Inloggen
voeg je verhaal toe

Verhalen

Eindelijk mocht ik mee (deel 3)

Door de felle concurrentie van meerdere ondernemingen daalden de prijzen en de winsten van de specerijen uit de Molukken. Er moesten maatregelen komen en dit werd de oprichting van de Verenigde Oost-Indische Compagnie ( V.O.C.). De Hollanders waren ondernemende kooplieden en gingen handel drijven met de Inlanders. Jan van Riebeek stichtte in 1652 aan de zuidpunt van Afrika een bevoorradingspost als tussenstation om de schepen van de VOC te voorzien van vers vlees, drinkwater, groenten en fruit, de beste medicijn tegen scheurbuik.

Ik had nu geluk en mocht als matroos mee met het VOC schip Akerendam. De meeste mannen hadden mijn leeftijd van ongeveer dertig jaar. Er was er één bij ouder dan 50 jaar en deze zeeman was zo bijzonder, dat hij in het scheepsjournaal nadrukkelijk werd vermeld. Vanwege de handel moest de laadruimte zo groot mogelijk zijn, maar voor de bemanning was die erg bekrompen. Het verblijf was donker, stonk naar zweet, urine en etensgeuren. Wanneer ik geen dienst had moest ik in mijn kooi liggen, vlakbij bij mijn scheepskist.

Thuis had ik beter te eten als op het schip. Eten dat snel bedierf was gezouten en moest gedeeld worden met ratten, wormen, kakkerlakken en spinnen. Als de vreetklok aan boord werd geluid kwam op tafel drinkwater dat vaak bedorven was. Het ontbijt bestond uit gort, pruimen en boter en in de middag en avond, pekelvlees, spek of stokvis, erwten, gort en zuurkool. Als er bier was, één kan per dag of één kan water met drie maatjes wijn. Verse groenten en fruit waren vaak niet aan boord, zodat sommigen scheurbuik kregen. Mijn billenmaat kreeg het ook en stierf door benauwdheid. De kok kreeg het beste voedsel te eten.
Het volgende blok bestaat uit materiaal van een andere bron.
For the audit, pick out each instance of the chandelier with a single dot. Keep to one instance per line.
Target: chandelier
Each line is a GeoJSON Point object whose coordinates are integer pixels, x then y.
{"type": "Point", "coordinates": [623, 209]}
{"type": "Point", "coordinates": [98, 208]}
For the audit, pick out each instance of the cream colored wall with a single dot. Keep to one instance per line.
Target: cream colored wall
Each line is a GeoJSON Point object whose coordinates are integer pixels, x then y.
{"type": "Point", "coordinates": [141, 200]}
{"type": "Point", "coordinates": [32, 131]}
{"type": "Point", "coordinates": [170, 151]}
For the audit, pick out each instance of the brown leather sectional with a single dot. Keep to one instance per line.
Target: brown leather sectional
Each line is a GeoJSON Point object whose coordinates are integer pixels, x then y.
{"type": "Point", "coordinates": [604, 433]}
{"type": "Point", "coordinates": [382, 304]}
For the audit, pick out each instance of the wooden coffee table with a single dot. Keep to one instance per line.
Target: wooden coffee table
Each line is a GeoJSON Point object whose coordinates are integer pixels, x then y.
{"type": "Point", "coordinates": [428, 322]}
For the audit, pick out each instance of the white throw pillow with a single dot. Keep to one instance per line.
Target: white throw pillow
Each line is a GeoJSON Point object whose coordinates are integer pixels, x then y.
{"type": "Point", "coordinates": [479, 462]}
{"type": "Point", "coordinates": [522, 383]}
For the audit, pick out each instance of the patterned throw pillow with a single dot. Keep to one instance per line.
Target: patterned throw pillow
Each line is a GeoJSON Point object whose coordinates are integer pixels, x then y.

Er was maar één geneesheer aan boord, de chirurgijn. De kennis van geneeskunde ging niet verder dan de primaire anatomie en aderlaten en de rest was zijn ervaring. De tucht aan boord was heel streng. Ik heb gezien, dat een vechtersbaas met een mes door zijn hand werd gestoken en aan de mast werd genageld. Hij schreeuwde het uit van ellende. Kielhalen kwam ook voor, maar dat heb ik gelukkig niet meegemaakt. Een andere straf was, dat je achtergelaten werd op een onbewoond eiland. Daar werd je afgemaakt door wilde dieren.

Schrijver: kees niesse, 28 mei 2014


Geplaatst in de categorie: geschiedenis

Er is nog niet op deze inzending gestemd. 97



Er is 1 reactie op deze inzending:

Naam:
Joanan Rutgers
Datum:
28 mei 2014
Matroos Kees op een VOC-schip. Dit zal een incarnatie-impressie zijn. Het stonk er naar urine, zweet en etensgeuren. Dat frappeerde me vooral. Dat rauwe, echte overleven. Dat staat in schril contrast met de huidige cultuur, waarin men zwaar overdreven de hygiëne hanteert en 'vieze' geuren niet verdraagt, terwijl juist 'vieze' geuren het ware leven in- en uitademen. Synthetische WC-geurtjes moeten de geur van ontlasting verbloemen en frisgewassen kleren moeten zogenaamd een goed aura uitstralen. Pure misleiding en ontaarde verstikking van de natuurlijke kenmerken van de mens. In de kern zelfs akelige blasfemie. Muggezifterij van bepoederde, oververwende pruikendames, die in hun overdreven luxe zijn gaan zwelgen. Je zou ze toch op een ouderwetse strontdoos vol zoemende vliegen zetten, die kwezelaars! Overigens, doorleefde matroos, naast bier en wijn was er toch ook de nodige jenever aan boord, want dat leerde ik in het Scheepvaartsmuseum te Amsterdam!...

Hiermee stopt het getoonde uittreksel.